WORD: A large scale dataset, benchmark and clinical applicable study for abdominal organ segmentation from CT image
Xiangde Luo, Wenjun Liao, Jianghong Xiao, Jieneng Chen, Tao Song, Xiaofan Zhang, Kang Li, Dimitris N. Metaxas, Guotai Wang, Shaoting Zhang
TL;DR
The paper introduces WORD, a large-scale, fully annotated whole-abdominal CT dataset with 16 organs, designed to benchmark segmentation methods and support clinical translation.
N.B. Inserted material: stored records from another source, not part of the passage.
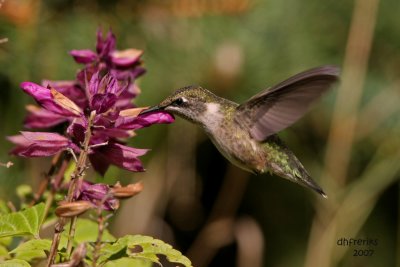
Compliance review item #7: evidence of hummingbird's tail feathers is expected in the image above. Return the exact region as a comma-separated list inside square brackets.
[296, 165, 328, 198]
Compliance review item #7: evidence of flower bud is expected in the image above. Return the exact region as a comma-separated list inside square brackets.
[55, 200, 94, 217]
[111, 182, 143, 198]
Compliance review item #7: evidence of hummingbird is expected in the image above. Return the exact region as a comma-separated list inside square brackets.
[141, 65, 339, 198]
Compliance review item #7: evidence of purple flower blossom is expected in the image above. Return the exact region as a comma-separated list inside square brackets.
[8, 132, 79, 157]
[75, 180, 119, 211]
[9, 30, 174, 175]
[70, 29, 145, 80]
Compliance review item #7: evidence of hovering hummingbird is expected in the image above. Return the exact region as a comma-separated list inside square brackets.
[142, 66, 339, 198]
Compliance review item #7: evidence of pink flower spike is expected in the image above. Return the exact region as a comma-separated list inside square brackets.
[69, 49, 97, 64]
[115, 111, 175, 130]
[94, 143, 148, 172]
[111, 48, 143, 68]
[21, 82, 79, 117]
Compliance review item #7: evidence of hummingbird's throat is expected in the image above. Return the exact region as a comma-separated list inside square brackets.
[201, 103, 224, 132]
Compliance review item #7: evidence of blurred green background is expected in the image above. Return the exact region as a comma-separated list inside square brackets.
[0, 0, 400, 267]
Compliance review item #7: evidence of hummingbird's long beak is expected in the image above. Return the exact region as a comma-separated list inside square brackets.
[139, 105, 164, 115]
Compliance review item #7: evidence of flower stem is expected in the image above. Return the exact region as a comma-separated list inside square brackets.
[93, 205, 106, 267]
[46, 111, 96, 267]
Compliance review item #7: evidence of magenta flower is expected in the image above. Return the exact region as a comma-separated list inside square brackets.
[9, 30, 174, 178]
[9, 72, 174, 175]
[8, 132, 79, 157]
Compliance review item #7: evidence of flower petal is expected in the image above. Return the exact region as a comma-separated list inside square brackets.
[69, 49, 97, 64]
[8, 132, 79, 157]
[42, 80, 88, 109]
[24, 105, 67, 129]
[21, 82, 81, 116]
[91, 93, 117, 114]
[50, 88, 83, 116]
[110, 48, 143, 68]
[95, 143, 148, 172]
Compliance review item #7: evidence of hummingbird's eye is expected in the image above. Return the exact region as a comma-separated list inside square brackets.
[174, 97, 185, 106]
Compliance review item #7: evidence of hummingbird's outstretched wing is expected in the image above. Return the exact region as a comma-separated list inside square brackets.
[235, 66, 339, 142]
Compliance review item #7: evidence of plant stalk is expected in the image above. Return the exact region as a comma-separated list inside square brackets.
[46, 111, 96, 267]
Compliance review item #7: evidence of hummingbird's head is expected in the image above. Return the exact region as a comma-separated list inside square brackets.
[142, 86, 218, 123]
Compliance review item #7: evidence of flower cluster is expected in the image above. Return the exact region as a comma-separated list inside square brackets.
[8, 30, 174, 210]
[9, 30, 174, 175]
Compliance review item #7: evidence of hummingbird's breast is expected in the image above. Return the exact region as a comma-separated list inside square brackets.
[201, 103, 266, 173]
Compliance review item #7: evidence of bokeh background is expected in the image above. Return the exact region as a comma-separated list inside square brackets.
[0, 0, 400, 267]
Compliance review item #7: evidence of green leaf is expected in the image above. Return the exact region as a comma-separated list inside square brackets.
[103, 257, 153, 267]
[0, 200, 10, 215]
[10, 239, 51, 261]
[0, 203, 44, 238]
[0, 245, 9, 259]
[100, 235, 192, 267]
[60, 219, 115, 250]
[0, 259, 31, 267]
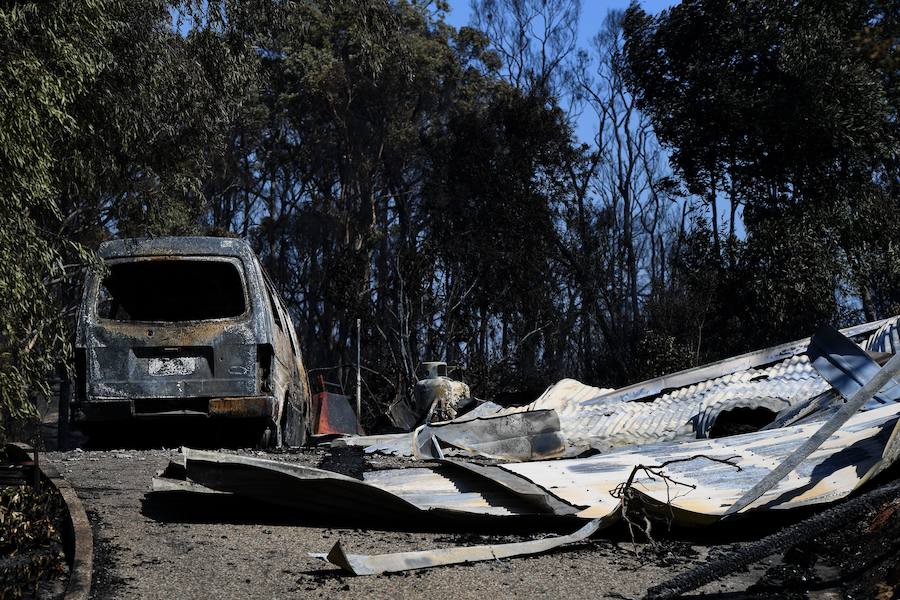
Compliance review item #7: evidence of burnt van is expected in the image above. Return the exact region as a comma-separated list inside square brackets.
[69, 237, 310, 447]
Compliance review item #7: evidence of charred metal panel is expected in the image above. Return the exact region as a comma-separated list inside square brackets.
[73, 237, 309, 443]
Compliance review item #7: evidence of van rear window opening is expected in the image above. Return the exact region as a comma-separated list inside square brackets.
[97, 259, 246, 322]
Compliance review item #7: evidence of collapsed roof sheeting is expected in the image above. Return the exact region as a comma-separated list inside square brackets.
[148, 316, 900, 573]
[338, 320, 893, 461]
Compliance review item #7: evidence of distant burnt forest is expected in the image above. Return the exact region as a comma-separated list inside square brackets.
[0, 0, 900, 423]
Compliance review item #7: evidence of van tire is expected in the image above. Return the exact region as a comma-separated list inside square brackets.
[281, 396, 306, 448]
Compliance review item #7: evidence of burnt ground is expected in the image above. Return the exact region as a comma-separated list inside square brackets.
[35, 404, 900, 600]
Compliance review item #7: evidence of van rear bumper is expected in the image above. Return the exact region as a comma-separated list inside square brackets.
[72, 396, 277, 423]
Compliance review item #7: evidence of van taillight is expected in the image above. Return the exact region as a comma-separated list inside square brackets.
[256, 344, 275, 393]
[73, 348, 87, 402]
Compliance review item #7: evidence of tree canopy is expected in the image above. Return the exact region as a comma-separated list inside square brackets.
[0, 0, 900, 432]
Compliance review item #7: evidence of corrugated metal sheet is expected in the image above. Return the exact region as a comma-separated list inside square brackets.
[347, 319, 896, 460]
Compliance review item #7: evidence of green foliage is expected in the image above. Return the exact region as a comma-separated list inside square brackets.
[625, 0, 900, 352]
[0, 486, 65, 600]
[0, 0, 109, 428]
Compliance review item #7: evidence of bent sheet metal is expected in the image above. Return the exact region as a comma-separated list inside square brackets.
[148, 321, 900, 570]
[309, 519, 601, 575]
[336, 320, 894, 461]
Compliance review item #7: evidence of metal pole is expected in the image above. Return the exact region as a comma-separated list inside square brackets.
[356, 319, 362, 421]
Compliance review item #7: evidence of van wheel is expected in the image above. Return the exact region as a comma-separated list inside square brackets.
[257, 424, 278, 450]
[281, 396, 306, 448]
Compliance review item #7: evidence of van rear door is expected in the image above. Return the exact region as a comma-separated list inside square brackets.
[87, 256, 259, 399]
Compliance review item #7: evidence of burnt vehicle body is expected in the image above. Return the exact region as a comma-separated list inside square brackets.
[70, 237, 310, 446]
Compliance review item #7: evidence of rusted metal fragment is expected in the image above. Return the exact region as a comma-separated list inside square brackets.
[209, 396, 273, 419]
[310, 519, 602, 575]
[413, 410, 566, 460]
[313, 392, 360, 435]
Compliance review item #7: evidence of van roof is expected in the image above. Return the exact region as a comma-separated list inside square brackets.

It provides thorough evaluations of state-of-the-art models, clinician-model gaps, cross-dataset generalization, and strategies for inference- and annotation-efficient segmentation, including scribble-based weak supervision. Key contributions include establishing a high-quality benchmark, analyzing domain shifts across public datasets, and proposing regularized scribble-learning approaches that substantially reduce labeling cost while maintaining competitive accuracy. The work underscores ongoing challenges in small-organ segmentation and sets a foundation for robust, clinically applicable abdominal multi-organ segmentation research.
Abstract
Whole abdominal organ segmentation is important in diagnosing abdomen lesions, radiotherapy, and follow-up. However, oncologists' delineating all abdominal organs from 3D volumes is time-consuming and very expensive. Deep learning-based medical image segmentation has shown the potential to reduce manual delineation efforts, but it still requires a large-scale fine annotated dataset for training, and there is a lack of large-scale datasets covering the whole abdomen region with accurate and detailed annotations for the whole abdominal organ segmentation. In this work, we establish a new large-scale \textit{W}hole abdominal \textit{OR}gan \textit{D}ataset (\textit{WORD}) for algorithm research and clinical application development. This dataset contains 150 abdominal CT volumes (30495 slices). Each volume has 16 organs with fine pixel-level annotations and scribble-based sparse annotations, which may be the largest dataset with whole abdominal organ annotation. Several state-of-the-art segmentation methods are evaluated on this dataset. And we also invited three experienced oncologists to revise the model predictions to measure the gap between the deep learning method and oncologists. Afterwards, we investigate the inference-efficient learning on the WORD, as the high-resolution image requires large GPU memory and a long inference time in the test stage. We further evaluate the scribble-based annotation-efficient learning on this dataset, as the pixel-wise manual annotation is time-consuming and expensive. The work provided a new benchmark for the abdominal multi-organ segmentation task, and these experiments can serve as the baseline for future research and clinical application development.